This module provides utilities for doing text processing.

Note that standard SArray utilities can be used for transforming text data into “bag of words” format, where a document is represented as a dictionary mapping unique words with the number of times that word occurs in the document. See count_words() for more details. Also, see pack_columns() and unstack() for ways of creating SArrays containing dictionary types.

We provide methods for learning topic models, which can be useful for modeling large document collections. See create() for more info.

term frequency transformations

bm25 For a given query and set of documents, compute the BM25 score for each document.
tf_idf Compute the TF-IDF scores for each word in each document.

topic models

topic_model.create Create a topic model from the given data set.
topic_model.TopicModel TopicModel objects can be used to predict the underlying topic of a document.

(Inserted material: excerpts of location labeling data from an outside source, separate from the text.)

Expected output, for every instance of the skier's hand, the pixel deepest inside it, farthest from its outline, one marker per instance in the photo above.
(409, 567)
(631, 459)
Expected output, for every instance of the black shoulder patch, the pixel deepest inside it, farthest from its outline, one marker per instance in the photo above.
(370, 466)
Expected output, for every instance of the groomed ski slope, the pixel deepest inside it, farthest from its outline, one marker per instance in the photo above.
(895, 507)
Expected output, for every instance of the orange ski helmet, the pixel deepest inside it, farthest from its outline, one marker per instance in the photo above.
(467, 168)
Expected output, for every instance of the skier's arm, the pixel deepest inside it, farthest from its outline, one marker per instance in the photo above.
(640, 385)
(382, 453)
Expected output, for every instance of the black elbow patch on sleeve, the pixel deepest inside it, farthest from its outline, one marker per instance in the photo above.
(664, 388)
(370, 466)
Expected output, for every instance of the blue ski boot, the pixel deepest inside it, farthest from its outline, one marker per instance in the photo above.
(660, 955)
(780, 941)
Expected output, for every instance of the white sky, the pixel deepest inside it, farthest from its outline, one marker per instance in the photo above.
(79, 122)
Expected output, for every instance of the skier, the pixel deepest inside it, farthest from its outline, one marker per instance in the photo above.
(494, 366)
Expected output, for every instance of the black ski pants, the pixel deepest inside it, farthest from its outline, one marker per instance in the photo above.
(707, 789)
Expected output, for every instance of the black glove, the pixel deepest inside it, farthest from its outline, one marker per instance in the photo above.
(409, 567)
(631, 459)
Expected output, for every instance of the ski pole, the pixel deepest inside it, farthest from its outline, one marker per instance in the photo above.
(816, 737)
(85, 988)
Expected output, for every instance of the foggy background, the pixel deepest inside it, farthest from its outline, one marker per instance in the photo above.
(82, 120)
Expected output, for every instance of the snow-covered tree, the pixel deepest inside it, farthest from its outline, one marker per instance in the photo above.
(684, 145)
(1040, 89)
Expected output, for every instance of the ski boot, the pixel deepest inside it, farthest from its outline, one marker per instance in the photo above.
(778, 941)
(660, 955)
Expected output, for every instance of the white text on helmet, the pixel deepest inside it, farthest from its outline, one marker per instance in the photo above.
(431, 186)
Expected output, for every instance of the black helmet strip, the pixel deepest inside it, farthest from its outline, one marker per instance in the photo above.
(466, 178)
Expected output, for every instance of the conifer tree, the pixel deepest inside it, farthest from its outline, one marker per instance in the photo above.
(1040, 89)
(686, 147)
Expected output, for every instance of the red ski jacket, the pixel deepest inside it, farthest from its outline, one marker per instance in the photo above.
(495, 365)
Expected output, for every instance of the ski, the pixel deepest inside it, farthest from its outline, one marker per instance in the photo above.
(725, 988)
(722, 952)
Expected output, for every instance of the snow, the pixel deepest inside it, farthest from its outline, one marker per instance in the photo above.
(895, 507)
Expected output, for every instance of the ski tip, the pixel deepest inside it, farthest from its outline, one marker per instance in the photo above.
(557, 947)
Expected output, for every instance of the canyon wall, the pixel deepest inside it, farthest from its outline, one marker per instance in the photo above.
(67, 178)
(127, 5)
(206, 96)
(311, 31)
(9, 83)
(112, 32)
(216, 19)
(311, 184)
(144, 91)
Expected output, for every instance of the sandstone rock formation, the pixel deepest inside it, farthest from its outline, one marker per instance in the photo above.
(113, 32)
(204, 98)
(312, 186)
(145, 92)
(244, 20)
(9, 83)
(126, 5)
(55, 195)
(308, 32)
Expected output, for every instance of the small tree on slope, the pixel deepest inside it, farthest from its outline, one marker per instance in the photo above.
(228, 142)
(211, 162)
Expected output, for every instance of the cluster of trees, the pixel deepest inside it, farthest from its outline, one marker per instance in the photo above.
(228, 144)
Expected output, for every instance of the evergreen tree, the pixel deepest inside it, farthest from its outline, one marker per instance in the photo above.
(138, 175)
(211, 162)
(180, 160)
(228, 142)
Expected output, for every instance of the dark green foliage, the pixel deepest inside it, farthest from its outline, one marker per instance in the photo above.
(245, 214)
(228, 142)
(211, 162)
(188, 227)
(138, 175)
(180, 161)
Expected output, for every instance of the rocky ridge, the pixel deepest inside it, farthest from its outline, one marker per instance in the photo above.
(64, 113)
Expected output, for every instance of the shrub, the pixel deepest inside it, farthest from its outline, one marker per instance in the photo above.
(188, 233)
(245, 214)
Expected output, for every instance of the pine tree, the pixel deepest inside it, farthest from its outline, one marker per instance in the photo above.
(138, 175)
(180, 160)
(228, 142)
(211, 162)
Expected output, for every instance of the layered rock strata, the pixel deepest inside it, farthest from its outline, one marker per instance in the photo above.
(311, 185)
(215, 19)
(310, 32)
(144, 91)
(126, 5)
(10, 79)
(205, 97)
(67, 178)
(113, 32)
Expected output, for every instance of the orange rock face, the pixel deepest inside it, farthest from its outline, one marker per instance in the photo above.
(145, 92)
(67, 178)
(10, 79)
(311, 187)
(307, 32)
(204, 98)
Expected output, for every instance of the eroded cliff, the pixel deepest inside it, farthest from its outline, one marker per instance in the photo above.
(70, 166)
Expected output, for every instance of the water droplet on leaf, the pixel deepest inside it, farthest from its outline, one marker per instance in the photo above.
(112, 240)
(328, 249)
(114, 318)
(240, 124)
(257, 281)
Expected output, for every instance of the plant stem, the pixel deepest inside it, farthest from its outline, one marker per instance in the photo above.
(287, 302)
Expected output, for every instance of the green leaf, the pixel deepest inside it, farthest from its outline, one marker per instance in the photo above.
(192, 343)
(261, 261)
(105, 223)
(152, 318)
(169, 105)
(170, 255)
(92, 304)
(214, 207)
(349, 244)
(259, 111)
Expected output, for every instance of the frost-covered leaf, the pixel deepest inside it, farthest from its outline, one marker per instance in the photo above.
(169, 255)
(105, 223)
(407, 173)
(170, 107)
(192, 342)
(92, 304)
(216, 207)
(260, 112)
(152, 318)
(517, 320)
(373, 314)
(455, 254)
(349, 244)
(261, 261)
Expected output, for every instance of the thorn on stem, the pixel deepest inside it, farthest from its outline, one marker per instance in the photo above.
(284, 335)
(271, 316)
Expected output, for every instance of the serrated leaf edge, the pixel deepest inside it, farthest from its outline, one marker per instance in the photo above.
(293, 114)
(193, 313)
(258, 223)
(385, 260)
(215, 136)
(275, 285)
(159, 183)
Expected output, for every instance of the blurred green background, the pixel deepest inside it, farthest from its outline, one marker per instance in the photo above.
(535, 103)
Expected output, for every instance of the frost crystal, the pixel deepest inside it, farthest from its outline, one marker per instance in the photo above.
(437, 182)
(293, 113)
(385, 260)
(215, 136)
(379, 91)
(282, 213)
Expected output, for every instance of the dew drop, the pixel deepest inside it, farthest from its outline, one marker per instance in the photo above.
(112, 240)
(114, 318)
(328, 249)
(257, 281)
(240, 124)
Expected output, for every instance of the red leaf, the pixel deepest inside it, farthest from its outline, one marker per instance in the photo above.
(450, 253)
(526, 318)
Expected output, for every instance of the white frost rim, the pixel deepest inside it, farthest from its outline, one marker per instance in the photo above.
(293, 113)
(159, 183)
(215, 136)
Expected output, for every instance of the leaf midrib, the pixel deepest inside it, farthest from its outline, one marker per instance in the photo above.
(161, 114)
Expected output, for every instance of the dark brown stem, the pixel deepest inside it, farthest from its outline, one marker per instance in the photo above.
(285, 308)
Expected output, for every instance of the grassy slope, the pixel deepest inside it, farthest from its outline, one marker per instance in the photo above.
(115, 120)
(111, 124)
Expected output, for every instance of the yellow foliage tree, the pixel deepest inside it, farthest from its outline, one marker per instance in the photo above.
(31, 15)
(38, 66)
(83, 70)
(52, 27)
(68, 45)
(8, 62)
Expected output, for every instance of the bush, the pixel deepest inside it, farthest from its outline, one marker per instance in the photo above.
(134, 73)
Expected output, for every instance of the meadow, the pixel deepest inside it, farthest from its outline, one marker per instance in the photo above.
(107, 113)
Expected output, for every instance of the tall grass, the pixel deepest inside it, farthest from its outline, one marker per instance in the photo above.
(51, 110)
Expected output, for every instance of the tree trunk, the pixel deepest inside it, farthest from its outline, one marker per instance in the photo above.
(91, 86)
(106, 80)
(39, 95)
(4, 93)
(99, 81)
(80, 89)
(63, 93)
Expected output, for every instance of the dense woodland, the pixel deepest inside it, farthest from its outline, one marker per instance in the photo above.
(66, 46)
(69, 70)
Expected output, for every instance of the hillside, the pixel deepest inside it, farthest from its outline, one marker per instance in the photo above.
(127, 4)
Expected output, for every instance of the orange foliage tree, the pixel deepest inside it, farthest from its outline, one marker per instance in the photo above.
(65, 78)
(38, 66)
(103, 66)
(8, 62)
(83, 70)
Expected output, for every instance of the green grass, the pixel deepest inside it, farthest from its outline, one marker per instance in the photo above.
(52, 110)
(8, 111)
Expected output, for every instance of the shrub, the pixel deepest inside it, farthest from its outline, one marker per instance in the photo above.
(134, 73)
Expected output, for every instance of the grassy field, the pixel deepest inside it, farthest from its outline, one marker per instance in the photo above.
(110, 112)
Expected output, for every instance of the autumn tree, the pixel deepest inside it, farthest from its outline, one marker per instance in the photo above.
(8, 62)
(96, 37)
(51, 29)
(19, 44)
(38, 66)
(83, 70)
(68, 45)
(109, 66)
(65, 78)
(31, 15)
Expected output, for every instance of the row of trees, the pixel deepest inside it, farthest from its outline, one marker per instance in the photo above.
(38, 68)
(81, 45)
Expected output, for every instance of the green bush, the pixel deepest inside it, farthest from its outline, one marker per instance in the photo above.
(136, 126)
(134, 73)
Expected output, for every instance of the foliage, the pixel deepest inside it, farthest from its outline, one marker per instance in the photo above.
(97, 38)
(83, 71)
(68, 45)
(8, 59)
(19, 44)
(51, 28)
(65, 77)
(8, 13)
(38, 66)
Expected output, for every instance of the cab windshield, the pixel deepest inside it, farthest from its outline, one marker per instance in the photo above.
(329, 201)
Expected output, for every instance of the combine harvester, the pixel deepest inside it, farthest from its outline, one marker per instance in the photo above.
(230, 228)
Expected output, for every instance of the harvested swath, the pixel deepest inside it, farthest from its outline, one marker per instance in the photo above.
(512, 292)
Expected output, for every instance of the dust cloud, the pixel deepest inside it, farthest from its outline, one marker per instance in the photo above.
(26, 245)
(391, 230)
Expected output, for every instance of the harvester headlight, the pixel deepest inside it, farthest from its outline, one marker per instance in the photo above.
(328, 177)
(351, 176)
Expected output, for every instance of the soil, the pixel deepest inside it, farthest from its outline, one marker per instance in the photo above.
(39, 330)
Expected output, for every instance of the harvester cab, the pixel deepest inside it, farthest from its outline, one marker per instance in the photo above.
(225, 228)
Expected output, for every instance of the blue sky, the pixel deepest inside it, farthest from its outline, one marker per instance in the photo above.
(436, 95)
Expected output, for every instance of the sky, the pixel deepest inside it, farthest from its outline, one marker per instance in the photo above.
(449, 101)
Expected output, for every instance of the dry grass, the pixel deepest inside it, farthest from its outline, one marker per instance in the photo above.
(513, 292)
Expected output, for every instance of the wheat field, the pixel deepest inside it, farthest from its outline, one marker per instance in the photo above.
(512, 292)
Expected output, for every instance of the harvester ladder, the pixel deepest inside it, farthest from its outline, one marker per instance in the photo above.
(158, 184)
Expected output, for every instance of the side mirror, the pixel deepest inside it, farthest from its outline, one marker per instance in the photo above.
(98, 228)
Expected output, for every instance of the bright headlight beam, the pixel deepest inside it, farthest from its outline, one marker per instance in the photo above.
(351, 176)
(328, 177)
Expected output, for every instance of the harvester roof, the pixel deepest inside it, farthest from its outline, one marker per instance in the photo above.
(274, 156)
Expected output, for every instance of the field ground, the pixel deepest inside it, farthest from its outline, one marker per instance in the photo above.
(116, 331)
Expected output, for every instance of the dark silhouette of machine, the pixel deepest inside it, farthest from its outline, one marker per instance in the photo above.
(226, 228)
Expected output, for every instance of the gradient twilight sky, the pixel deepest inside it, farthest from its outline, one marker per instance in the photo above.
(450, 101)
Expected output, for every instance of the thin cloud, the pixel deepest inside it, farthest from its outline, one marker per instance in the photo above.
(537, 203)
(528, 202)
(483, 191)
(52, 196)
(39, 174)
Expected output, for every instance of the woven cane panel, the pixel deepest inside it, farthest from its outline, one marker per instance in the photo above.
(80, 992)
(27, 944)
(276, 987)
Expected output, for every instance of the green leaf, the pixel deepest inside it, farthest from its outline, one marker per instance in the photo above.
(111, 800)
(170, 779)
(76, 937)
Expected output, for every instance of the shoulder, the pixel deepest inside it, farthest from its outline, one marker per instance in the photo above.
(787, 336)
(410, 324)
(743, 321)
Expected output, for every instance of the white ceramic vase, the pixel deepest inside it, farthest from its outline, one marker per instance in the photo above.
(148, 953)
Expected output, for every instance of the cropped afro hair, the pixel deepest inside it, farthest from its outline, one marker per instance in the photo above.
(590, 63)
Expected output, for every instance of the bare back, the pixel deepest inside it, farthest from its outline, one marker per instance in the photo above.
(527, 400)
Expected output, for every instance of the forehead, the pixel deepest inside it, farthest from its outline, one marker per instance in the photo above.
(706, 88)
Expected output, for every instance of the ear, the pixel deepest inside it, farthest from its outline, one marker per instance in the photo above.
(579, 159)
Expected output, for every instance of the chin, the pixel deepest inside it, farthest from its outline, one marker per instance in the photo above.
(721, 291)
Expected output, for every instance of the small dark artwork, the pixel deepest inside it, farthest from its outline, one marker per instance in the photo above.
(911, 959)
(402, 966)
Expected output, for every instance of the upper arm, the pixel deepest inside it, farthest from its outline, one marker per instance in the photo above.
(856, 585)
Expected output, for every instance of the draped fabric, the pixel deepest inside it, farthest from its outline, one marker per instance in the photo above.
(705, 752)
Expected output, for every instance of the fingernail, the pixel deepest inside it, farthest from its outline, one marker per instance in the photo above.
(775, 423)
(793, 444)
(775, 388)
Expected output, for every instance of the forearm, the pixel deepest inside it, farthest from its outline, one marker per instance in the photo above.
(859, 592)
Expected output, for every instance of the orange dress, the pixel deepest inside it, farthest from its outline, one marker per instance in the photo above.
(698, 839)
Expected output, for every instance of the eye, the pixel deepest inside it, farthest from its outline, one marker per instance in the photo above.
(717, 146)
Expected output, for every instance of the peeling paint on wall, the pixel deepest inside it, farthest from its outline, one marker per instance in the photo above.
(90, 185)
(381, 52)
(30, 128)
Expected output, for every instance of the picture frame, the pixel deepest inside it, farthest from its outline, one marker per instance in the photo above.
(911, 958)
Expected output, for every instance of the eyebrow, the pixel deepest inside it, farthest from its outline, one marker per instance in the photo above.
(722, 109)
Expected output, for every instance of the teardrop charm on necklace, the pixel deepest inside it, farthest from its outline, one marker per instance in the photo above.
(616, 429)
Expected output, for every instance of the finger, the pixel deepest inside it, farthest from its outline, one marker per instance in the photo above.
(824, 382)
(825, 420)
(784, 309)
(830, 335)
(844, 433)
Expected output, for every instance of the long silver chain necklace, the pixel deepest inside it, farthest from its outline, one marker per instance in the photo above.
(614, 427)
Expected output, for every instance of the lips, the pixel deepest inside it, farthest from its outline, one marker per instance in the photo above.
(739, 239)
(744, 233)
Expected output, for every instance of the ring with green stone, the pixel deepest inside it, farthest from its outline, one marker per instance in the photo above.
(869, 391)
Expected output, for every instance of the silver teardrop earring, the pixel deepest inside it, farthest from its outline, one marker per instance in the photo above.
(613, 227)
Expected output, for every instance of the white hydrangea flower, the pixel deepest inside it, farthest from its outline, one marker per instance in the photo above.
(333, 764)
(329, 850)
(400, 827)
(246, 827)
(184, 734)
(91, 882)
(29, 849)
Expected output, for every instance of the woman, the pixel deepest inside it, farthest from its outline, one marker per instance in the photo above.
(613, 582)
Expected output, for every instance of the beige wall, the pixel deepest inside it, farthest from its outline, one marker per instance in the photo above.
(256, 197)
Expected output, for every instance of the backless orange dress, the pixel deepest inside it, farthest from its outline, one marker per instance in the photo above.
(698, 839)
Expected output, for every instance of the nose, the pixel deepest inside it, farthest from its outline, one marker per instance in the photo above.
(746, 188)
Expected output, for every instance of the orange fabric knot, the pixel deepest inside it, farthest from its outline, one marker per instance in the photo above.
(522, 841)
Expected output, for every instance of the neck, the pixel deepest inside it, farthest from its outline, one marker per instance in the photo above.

count_words If text is an SArray of strings or an SArray of lists of strings, the occurances of word are counted for each row in the SArray.
count_ngrams Return an SArray of dict type where each element contains the count for each of the n-grams that appear in the corresponding input element.
parse_sparse Parse a file that’s in libSVM format.
parse_docword Parse a file that’s in “docword” format.
random_split Utility for performing a random split for text data that is already in bag-of-words format.
stop_words Get common words that are often removed during preprocessing of text data, i.e.
tokenize Tokenize the input SArray of text strings and return the list of tokens.
drop_words Remove words that occur below a certain number of times in an SArray.